Immalee, overpowered by this torrent of words, to her unintelligible words, in vain asked a connected explanation of them.

The demon of his superhuman misanthropy had now fully possessed him, and not even the tones of a voice as sweet as the strings of David’s harp, had power to expel the evil one. So he went on flinging about his firebrands and arrows, and then saying, “Am I not in sport? These people,” said he, “have made unto themselves kings, that is, beings whom they voluntarily invest with the privilege of draining, by taxation, whatever wealth their vices have left to the rich, and whatever means of subsistence their want has left to the poor, till their extortion is cursed from the castle to the cottage⁠—and this to support a few pampered favourites, who are harnessed by silken reins to the car, which they drag over the prostrate bodies of the multitude.

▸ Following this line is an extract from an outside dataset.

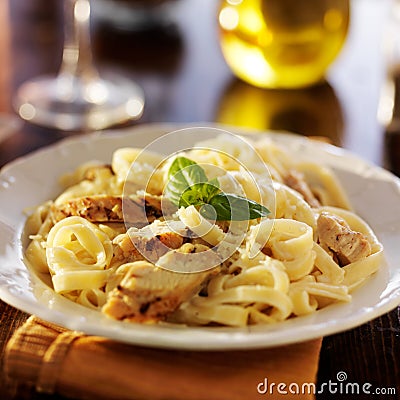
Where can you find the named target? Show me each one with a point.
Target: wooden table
(185, 79)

Sometimes exhausted by the monotony of perpetual fruition, which has no parallel even in the monotony of suffering (for the latter has at least the excitement of hope, which is forever denied to the former), they amuse themselves by making war, that is, collecting the greatest number of human beings that can be bribed to the task, to cut the throats of a less, equal, or greater number of beings, bribed in the same manner for the same purpose. These creatures have not the least cause of enmity to each other⁠—they do not know, they never beheld each other. Perhaps they might, under other circumstances, wish each other well, as far as human malignity would suffer them; but from the moment they are hired for legalized massacre, hatred is their duty, and murder their delight. The man who would feel reluctance to destroy the reptile that crawls in his path, will equip himself with metals fabricated for the purpose of destruction, and smile to see it stained with the blood of a being, whose existence and happiness he would have sacrificed his own to promote, under other circumstances. So strong is this habit of aggravating misery under artificial circumstances, that it has been known, when in a sea-fight a vessel has blown up (here a long explanation was owed to Immalee, which may be spared the reader), the people of that world have plunged into the water to save, at the risk of their own lives, the lives of those with whom they were grappling amid fire and blood a moment before, and whom, though they would sacrifice to their passions, their pride refused to sacrifice to the elements.”42

“Oh that is beautiful!⁠—that is glorious!” said Immalee, clasping her white hands; “I could bear all you describe to see that sight!”